Always adept at creating characters, Lehane creates new conflicts here between Kenzie and Gennaro as they deal with their discoveries and try to agree on their actions. Do they follow the book, or do they do what is "just"? Can they even agree on what justice is? Throughout the novel, their past relationships with people from Dorchester whom they have known all their lives provide additional complications, at the same time that they create great reader identification as the two private investigators operate in their home neighborhood. As characters, one by one, meet their deaths, the tensions and sense of forboding rise, until Kenzie and Gennaro are close to the breaking point, both personally and as a couple.

Combining snappy and realistic dialogue with outstanding description, Lehane shows Kenzie and Gennaro dealing with people who live on the fringes, those who do whatever it takes to get by and never second guess their choices. Often as violent as the criminals and police with whom they are engaged, Kenzie and Gennaro face crises here which test their relationship, endanger their lives, and force them to decide what is right--one of their best cases.
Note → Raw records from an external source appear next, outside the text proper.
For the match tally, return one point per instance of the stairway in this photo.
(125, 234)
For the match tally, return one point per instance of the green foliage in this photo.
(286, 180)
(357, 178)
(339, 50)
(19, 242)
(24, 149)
Brilliantly written - pure class5
Gennaro and Kenzie are yet again on a multi-faceted trail involving some of the most disturbing sides of humanity. This time we are on the trail of a missing child, lost drug money; all disappearing in to thin air. Although there are references to other books - the forward pace of the storyline is maintained throughout. I love Bubba (wouldn't want to be on his wrong side though!) and Lehane manages to weave deep emotions throughout; in fact, this one made me cry. If you've never read Lehane before, buy this one, read it, and they buy the rest. You won't regret it.
Hope he doesn't take too long writing the next one.

Awe Inspiring5
I cried when I read parts of this. I think a key part of Lehane's writing abilities are how the characters are human - flawed and realistic. Even the good guys have off days or less than noble thoughts - and the bad guys occasionally surpise you with deeds that you'd expect too noble for them. And as for Bubba - he's in a class of his own. Read all of these books - he deserves to be a star in the UK.